Ce premier établissement devait permettre l’accueil de 100 jeunes sortis du système scolaire sans qualification ni diplôme, dès le second trimestre 2010.  Par la suite, un second puis un troisième site, au centre et au sud du département, devaient ouvrir en 2014 pour permettre l’accueil d’au moins 300 jeunes par an. Il aurait fallu simplement réviser les statuts de l’association.

 

C’est alors que le Conseil Général, au prétexte que la totalité des 36 communes du 92 n’était pas impliquée dans ce projet, engagea une nouvelle consultation sur les statuts qui de fait, remis en cause la création effective de l’association et rendit impossible l’ouverture et l’expérimentation du premier site situé à Clichy.

 

Aujourd’hui, le projet est donc bloqué par la faute du conseil général.

Monsieur le Président, vous en êtes conscient, pour se développer il faut déjà exister ! Votre souhait de réunir l’adhésion de la totalité des villes du département remet en cause un projet qui pourrait déjà être en fonctionnement aujourd’hui.

 

Il est ainsi grand temps d’ouvrir cette école de la deuxième chance à Clichy et d’acter au plus vite la création d’un site au centre et au sud du département. Je vous signale d’ailleurs que la ville de Bagneux dispose d’un terrain pour accueillir une antenne dans le Sud du département.

Vous le savez très bien, la capacité d’accueil à Clichy sera limitée pour accueillir en nombre suffisant des jeunes en difficultés dans notre département. En l’état, dans les 11 communes du Nord 92, ce sont plus de 2500 jeunes (chiffres Pôle emploi) voire 5730 jeunes (jeunes de niveau V et infra V suivis par les missions locales en 2008) qui pourraient bénéficier de ce dispositif pédagogique innovant et qui sont actuellement pénalisés par la lenteur du Conseil général sur ce dossier.

Il également important de signaler qu’à l’échelle de notre département et compte tenu des financeurs - Europe, Etat, Région, Département - tous les jeunes alto-séquanais, peuvent faire acte de candidature et être retenus, même si la commune d’origine n’a pas adhéré au réseau.

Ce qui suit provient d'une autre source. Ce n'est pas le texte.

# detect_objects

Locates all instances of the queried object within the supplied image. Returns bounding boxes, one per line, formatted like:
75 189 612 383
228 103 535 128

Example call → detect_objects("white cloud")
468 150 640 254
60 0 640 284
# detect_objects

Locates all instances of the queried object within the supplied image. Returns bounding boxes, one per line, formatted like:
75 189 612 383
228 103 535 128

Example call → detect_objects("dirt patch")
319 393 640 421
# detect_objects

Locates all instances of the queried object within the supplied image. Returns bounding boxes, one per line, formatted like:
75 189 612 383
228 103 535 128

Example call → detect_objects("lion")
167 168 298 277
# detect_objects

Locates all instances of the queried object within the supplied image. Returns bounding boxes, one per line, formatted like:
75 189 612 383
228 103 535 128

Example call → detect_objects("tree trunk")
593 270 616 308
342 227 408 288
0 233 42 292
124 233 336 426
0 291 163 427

Je vous avoue, comme d’autres maires de la Boucle Nord, que nous commençons sincèrement à nous interroger sur vos motifs ! D’autant plus que, comme vous le savez, les financements européens sur ce projet seront perdus d’ici la fin de l’année. Est-ce là l’explication de votre course de lenteur ?

Monsieur le Président ma question est donc simple, que compte faire le Conseil général pour que l’école de la deuxième chance située à Clichy ouvre ses portes le plus rapidement possible.  Les remarques relatives aux statuts et au mode de gouvernance ne justifient pas ce coup d’arrêt concernant un projet si important et nécessaire.

Les jeunes alto-séquanais ne doivent pas être pénalisés et traités de façon inégalitaire et discriminante par rapport aux autres jeunes franciliens. Le département des Hauts-de-Seine est, en effet, le seul département d’Ile-de-France qui ne dispose toujours pas d’une école de la deuxième chance. Ils attendent, comme nous, un engagement réel, efficace et immédiat.

Je vous remercie, Monsieur le Président, de nous fournir une réponse claire et précise.